Photographie extraite de Yves Defrance, Musiques traditionnelles de Bretagne, 1. Sonnoux et sonorien, Morlaix, Skol Vreizh, n°35, 1996.

« F. Roussel [en Limousin] avait découpé une planche en forme de violon dans du cerisier, puis décablé un frein de vélo pour faire les cordes. L’archet était une branche d’osier sur laquelle étaient fixés quelques poils de la queue d’un âne »… Quant à L. Jarraud, aidé de son frère, c’est d’après une carte postale représentant une vieille femme tenant un violon posé droit sur ses genoux qu’il avait réalisé son premier instrument, en cerisier, alors qu’il avait une dizaine d’années. Plus tard, il échangea ce violon contre deux roues de bicyclette. » Cité dans Luc Charles-Dominique, Musique populaire en Pays d’Oc, Toulouse, Loubatières, 1987.

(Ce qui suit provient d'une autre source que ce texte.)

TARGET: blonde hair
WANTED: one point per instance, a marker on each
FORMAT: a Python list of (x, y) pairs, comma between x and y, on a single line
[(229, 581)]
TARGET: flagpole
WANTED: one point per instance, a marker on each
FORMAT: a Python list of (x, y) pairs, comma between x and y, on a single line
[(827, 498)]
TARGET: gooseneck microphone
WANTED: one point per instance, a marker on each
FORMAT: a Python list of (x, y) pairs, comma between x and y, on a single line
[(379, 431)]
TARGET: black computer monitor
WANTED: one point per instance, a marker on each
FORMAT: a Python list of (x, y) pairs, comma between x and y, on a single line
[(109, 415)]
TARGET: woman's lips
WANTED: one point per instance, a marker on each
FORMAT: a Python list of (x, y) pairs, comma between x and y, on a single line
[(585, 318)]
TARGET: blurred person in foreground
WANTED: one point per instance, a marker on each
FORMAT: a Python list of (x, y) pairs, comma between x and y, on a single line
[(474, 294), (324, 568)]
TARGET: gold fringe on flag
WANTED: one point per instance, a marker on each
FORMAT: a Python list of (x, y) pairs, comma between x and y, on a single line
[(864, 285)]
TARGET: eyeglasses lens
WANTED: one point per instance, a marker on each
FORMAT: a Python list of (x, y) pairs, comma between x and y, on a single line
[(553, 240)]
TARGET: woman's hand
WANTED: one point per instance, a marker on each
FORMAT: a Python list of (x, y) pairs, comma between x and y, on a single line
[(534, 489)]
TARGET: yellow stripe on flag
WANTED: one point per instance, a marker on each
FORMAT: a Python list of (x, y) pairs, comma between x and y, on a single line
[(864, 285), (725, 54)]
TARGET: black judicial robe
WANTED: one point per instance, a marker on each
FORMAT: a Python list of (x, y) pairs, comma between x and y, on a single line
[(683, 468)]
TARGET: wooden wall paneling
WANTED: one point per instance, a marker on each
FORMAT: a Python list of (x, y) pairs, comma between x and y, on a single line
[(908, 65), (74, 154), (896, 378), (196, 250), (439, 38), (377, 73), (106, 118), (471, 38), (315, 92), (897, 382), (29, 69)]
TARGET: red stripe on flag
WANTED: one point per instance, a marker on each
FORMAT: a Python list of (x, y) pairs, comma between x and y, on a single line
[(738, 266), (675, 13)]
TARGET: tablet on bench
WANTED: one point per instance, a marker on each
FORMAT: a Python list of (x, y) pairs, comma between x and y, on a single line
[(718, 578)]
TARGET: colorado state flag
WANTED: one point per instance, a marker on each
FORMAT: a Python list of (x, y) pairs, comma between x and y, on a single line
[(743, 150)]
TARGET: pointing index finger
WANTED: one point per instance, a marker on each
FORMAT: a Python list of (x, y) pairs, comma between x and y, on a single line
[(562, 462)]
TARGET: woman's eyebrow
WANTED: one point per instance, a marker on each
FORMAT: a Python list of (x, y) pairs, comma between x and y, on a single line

Cette auto-facture instrumentale du violon a trouvé une illustration toute particulière durant la guerre de 1914-1918, où les soldats se sont fabriqués parfois des violons – ou des mandolines – dont la caisse de résonance était faite de gourdes, casques, douilles d’obus. Le type du violon-gourde ou violon-bidon est de toute façon assez répandu.

 

Violon bidon 1

Enfin, il existe un type particulier de violon dont la caisse de résonance est faite dans un sabot. Le Musée de Nantes possède un instrument de ce type. En Pays d’Oc, l’instrument est attesté dans le Médoc (Gascogne girondine), de manière occasionnelle cependant : « Il y avait ici un ménétrier qui s’était fait un violon avec un sabot sur lequel il avait monté des cordes. Puis il s’était acheté un violon… » En Languedoc, il est fait référence, par contre, à une véritable tradition du violon-sabot, en tout cas aux dires de Charles Alexandre. « Le Minervois avait la particularité d’un singulier instrument : un violon fait avec un sabot ! Ce n’était à coup sûr pas un instrument de riche ! Probablement fignolé durant de longues veillées de l’hiver des montagnes minervoises, ce curieux “violon” servait à faire danser ou accompagner les chants. Il s’en construisait à trois, deux, et même une seule corde ! Les derniers souvenirs concernant les musiciens employant cet instrument font état de musiciens ambulants, portant la blouse et les sabots, qui passaient dans les villages en chantant d’affligeantes complaintes en échange d’un morceau de pain. Certains ménétriers de village arrivaient cependant à faire rendre à cet instrument singulier une sonorité et une justesse réelles. Leur jeu, très orné, rempli de trilles et autres fantaisies, s’agrémentait presque toujours d’une corde à vide faisant bourdon, signe caractéristique d’une ancienne tradition musicale… ».

Cité dans Luc Charles-Dominique, Musique populaire en Pays d’Oc, Toulouse, Loubatières, 1987.

 

Violon sabot (Delfour)

Violon-sabot, reconstitution Daniel Delfour, luthier à Toulouse, début des années 1980.